Should we pass user_data to transaction_new ?  I think so, because
it's per-transaction data that the user will probably always want
to get at when the transaction completes.

Other thoughts...

It would be nice to be able to not call an incomplete
action's handler more than necessary.  Maybe some sort of api
like, "don't call me again until this fd is ready" would be
useful.  We probably want to be able to set that from within
the action since the action won't have an idea what the fd is,
until its run once.  Maybe an api like:

void transaction_pause_for_fd (Transaction *transaction, int fd, GIOCondition io_condition)

Of course there should be a way to cancel a transaction as well
(maybe transaction_cancel (transaction)) and when a transaction
is canceled there should be a way to clean up the fd.  It
might be sufficient, to expect the idiom

transaction_set_state_data (transaction, "my-action-fd", fd, close_fd)
transaction_pause_for_fd (transaction, fd, G_IO_READ)

But that might be error prone, so it's probably better to
enforce the state directly in the pause call.

transaction_pause_for_fd (transaction, "my-action-fd", fd, G_IO_READ, close_fd)

We should post a g_warning if a transaction is pausing on more
than one fd also.

There are other types of things to wait on that would probably
be useful to add to the api.  For instance, 

void transaction_pause_for_a_while ((Transaction *transaction, guint a_while);

Source already have their own mechanism for destroy notification though, so
we don't need to worry about using named state data.  That means the first
example (waiting on an fd) could be:

transaction_pause_for_fd (transaction, fd, G_IO_READ, close_fd)
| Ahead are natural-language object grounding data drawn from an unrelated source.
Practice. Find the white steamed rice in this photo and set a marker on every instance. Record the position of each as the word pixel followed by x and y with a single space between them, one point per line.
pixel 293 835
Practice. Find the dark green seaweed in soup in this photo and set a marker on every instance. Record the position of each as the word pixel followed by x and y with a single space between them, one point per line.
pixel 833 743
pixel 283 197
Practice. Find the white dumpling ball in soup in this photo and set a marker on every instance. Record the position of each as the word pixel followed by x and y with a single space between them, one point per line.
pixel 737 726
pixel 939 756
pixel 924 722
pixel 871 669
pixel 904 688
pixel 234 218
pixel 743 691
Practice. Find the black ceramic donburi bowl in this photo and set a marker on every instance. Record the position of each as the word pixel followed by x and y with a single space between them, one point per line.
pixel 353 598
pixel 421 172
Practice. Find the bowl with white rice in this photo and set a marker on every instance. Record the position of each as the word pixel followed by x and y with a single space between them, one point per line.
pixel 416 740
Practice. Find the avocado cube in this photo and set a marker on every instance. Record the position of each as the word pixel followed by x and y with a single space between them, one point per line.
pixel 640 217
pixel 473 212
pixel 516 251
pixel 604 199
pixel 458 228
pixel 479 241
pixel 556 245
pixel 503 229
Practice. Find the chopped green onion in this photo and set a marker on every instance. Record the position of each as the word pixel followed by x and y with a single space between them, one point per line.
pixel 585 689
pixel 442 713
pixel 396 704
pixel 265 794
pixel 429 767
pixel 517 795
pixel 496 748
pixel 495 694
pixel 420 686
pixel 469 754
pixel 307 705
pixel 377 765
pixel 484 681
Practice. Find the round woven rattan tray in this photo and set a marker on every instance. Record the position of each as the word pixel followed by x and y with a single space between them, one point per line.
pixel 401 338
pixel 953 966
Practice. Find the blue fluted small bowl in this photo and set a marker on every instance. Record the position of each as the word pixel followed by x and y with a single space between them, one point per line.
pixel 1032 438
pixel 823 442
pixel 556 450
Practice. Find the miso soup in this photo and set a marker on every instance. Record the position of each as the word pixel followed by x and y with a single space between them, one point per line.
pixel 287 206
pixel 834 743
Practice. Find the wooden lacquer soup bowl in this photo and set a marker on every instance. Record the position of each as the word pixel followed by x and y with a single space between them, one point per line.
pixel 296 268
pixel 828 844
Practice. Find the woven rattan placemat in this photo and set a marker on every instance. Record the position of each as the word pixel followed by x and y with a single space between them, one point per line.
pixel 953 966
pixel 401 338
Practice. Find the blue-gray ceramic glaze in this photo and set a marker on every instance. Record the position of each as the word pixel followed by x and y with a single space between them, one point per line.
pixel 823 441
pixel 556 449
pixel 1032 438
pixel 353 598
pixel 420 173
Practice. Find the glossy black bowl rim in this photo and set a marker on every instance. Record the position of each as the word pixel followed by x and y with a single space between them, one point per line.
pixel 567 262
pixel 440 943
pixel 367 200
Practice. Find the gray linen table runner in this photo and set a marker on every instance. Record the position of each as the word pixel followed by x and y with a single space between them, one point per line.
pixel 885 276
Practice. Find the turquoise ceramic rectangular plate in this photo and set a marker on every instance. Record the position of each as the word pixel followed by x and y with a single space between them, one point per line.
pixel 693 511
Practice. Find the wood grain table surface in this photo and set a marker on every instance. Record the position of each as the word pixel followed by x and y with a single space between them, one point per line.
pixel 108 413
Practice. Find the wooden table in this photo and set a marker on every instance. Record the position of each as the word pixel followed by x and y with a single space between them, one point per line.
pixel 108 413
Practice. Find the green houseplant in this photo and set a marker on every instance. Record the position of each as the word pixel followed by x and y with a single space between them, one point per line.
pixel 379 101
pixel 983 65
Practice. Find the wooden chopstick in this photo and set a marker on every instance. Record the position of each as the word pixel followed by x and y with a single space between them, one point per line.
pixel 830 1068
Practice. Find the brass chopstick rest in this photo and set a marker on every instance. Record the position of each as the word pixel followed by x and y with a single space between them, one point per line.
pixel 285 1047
Another interesting point is actions may sometimes be compound.
In those cases it might be useful to allow an action to prepend
actions before it in the queue.  Perhaps something like:

transaction_add_action (transaction, do_another_operation_first,
                        rollback_the_other_operation)
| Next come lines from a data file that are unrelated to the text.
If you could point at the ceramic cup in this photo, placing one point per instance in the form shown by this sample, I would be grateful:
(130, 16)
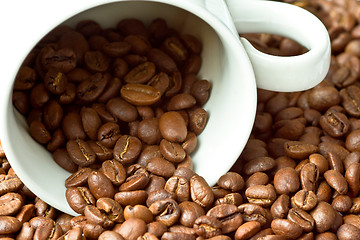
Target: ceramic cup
(229, 63)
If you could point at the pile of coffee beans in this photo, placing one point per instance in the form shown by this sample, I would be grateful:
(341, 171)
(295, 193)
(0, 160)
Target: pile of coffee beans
(297, 178)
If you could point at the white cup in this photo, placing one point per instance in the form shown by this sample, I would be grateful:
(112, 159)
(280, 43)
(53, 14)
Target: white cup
(230, 63)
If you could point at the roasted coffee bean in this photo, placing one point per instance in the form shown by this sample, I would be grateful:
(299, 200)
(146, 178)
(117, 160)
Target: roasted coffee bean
(55, 81)
(62, 158)
(148, 131)
(138, 211)
(207, 226)
(335, 162)
(263, 195)
(189, 212)
(162, 60)
(127, 149)
(336, 181)
(121, 109)
(341, 203)
(323, 98)
(352, 176)
(160, 167)
(309, 175)
(348, 231)
(100, 186)
(131, 197)
(201, 91)
(258, 178)
(197, 120)
(96, 61)
(171, 151)
(302, 218)
(9, 183)
(247, 230)
(80, 152)
(173, 127)
(78, 198)
(287, 228)
(166, 211)
(10, 203)
(25, 78)
(350, 100)
(72, 126)
(229, 215)
(299, 150)
(108, 134)
(110, 235)
(180, 187)
(253, 212)
(9, 225)
(114, 171)
(305, 200)
(286, 180)
(336, 124)
(63, 59)
(78, 178)
(39, 132)
(136, 181)
(140, 94)
(21, 102)
(280, 208)
(200, 191)
(259, 164)
(324, 216)
(102, 153)
(90, 89)
(57, 140)
(53, 115)
(139, 45)
(232, 181)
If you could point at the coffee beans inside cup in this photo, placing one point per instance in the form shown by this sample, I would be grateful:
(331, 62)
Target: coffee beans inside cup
(297, 178)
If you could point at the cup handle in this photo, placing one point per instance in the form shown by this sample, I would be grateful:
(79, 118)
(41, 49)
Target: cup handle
(286, 74)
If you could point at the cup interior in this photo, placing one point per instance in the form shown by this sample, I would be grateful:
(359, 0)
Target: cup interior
(231, 106)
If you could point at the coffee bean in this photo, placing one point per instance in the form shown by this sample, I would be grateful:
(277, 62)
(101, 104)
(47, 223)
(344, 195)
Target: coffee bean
(263, 195)
(189, 212)
(166, 211)
(62, 158)
(336, 181)
(78, 198)
(114, 171)
(280, 208)
(173, 152)
(72, 126)
(302, 218)
(148, 131)
(172, 127)
(228, 214)
(253, 212)
(324, 216)
(127, 149)
(180, 187)
(138, 211)
(287, 228)
(200, 191)
(99, 185)
(121, 109)
(286, 180)
(207, 226)
(80, 152)
(305, 200)
(247, 230)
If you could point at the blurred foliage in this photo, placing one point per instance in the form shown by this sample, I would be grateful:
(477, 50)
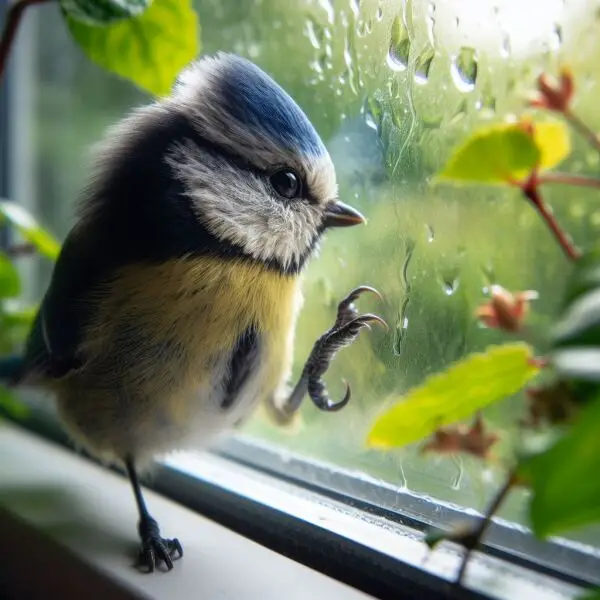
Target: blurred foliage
(150, 49)
(506, 152)
(103, 12)
(445, 398)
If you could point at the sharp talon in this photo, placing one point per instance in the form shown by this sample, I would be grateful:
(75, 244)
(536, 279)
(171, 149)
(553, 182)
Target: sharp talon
(369, 318)
(156, 549)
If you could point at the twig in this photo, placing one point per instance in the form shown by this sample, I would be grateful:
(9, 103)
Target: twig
(479, 532)
(11, 25)
(583, 129)
(530, 189)
(568, 179)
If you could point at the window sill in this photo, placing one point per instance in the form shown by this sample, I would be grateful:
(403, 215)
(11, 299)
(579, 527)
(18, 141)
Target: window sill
(68, 524)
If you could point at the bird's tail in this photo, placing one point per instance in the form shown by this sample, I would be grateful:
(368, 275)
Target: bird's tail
(10, 368)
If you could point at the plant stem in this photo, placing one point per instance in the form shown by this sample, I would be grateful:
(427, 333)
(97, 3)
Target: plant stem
(485, 522)
(568, 179)
(583, 129)
(11, 25)
(530, 189)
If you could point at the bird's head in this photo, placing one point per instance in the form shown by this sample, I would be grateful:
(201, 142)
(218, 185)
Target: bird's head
(258, 174)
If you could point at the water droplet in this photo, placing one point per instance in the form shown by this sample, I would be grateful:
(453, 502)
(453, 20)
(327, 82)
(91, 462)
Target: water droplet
(373, 113)
(450, 286)
(423, 65)
(505, 49)
(399, 52)
(556, 38)
(430, 233)
(351, 60)
(327, 6)
(314, 33)
(402, 321)
(431, 23)
(460, 114)
(464, 69)
(489, 275)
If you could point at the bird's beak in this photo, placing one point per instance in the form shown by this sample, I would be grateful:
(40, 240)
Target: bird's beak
(338, 214)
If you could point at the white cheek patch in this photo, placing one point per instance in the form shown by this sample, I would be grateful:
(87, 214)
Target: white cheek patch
(241, 208)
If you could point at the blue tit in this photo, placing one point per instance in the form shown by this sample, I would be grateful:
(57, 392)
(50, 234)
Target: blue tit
(172, 306)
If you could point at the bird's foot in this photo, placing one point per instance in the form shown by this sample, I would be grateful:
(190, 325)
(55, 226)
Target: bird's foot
(155, 549)
(345, 330)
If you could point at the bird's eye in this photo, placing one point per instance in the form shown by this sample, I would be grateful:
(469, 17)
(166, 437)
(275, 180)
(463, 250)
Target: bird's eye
(286, 183)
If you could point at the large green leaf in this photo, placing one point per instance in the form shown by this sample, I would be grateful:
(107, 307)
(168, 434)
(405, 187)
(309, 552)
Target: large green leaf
(149, 50)
(455, 394)
(565, 479)
(507, 153)
(10, 283)
(103, 12)
(29, 229)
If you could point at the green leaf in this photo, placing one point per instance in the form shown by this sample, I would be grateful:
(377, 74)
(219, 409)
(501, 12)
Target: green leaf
(564, 479)
(575, 338)
(10, 283)
(29, 229)
(149, 50)
(455, 394)
(494, 155)
(507, 153)
(103, 12)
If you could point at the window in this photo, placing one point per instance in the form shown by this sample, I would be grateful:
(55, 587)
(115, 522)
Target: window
(390, 109)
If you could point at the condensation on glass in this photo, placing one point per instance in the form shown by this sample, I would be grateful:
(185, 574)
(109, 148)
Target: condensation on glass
(391, 86)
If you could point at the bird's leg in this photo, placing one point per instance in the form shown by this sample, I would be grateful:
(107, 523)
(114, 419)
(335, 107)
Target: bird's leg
(155, 549)
(345, 330)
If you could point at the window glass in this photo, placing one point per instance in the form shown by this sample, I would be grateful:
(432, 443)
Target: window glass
(390, 109)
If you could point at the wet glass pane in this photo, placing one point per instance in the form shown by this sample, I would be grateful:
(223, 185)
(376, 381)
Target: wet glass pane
(392, 87)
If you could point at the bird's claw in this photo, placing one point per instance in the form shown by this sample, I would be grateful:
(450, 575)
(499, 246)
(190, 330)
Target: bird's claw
(345, 330)
(155, 549)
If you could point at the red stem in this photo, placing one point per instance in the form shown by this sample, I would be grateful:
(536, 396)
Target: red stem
(568, 179)
(11, 25)
(530, 189)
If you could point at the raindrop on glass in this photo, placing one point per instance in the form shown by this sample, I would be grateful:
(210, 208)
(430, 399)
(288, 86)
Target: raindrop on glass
(505, 46)
(464, 69)
(460, 114)
(399, 52)
(431, 23)
(423, 65)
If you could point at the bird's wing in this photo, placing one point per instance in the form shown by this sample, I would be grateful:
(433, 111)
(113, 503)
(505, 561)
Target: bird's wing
(52, 345)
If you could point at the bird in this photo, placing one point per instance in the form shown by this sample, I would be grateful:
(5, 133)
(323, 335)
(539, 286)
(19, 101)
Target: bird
(172, 306)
Another thing to think about is main loop integration.  We
should allow transactions to be attached to arbitratry contexts.

transaction_attach (transaction, g_main_context_get_default ());

One last thing is, after a transaction is successfully completed, 
will each action need to do some sort of clean up?  Or when that's
required is it sufficient to just expect the user to add additional
actions at the end of the chain to do the clean up?
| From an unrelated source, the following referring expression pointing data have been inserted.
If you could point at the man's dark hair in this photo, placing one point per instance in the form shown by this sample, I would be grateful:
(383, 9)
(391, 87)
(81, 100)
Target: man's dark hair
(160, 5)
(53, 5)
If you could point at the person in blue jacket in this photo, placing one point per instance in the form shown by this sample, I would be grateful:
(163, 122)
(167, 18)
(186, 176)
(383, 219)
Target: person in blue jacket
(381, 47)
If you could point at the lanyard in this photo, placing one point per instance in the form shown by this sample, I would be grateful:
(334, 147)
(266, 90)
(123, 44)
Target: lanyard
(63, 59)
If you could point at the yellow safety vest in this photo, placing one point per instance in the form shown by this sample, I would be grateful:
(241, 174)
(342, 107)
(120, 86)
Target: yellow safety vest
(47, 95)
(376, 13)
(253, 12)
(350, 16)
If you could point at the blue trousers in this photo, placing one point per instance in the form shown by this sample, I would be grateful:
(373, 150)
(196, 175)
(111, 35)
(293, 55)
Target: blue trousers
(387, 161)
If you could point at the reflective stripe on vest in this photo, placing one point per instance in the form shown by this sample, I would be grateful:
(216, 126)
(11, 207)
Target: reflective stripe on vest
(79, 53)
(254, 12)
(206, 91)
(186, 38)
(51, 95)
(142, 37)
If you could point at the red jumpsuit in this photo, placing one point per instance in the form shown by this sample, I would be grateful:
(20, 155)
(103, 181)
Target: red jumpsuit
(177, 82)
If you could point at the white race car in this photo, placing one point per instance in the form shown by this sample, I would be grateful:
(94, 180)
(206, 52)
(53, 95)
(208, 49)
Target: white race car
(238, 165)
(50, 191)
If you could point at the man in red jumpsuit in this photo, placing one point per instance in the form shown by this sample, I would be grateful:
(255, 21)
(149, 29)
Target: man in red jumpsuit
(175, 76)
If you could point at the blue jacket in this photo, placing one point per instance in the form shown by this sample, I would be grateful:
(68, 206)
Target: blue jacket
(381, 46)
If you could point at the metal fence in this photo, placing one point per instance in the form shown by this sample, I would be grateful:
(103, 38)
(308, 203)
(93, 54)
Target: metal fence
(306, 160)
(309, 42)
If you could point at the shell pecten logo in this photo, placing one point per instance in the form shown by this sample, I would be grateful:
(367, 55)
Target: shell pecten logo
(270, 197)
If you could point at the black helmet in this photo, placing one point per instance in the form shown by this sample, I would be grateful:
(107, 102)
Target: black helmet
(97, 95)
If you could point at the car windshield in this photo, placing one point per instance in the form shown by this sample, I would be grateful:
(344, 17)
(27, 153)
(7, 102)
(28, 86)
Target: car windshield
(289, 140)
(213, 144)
Might need some experimentation to see.

Also, it should be possible to chain transactions together
(treat an transaction as an action).

add_action should be callable from within an action as well.
If that happens then the action should get inserted into the action
queue before the current action and the current action pointer should
get rewound. Rollback handling needs to be thought through in this scenario.
Depending on the order things should get run, we may want to keep the actions 
in a tree so we can track depending information.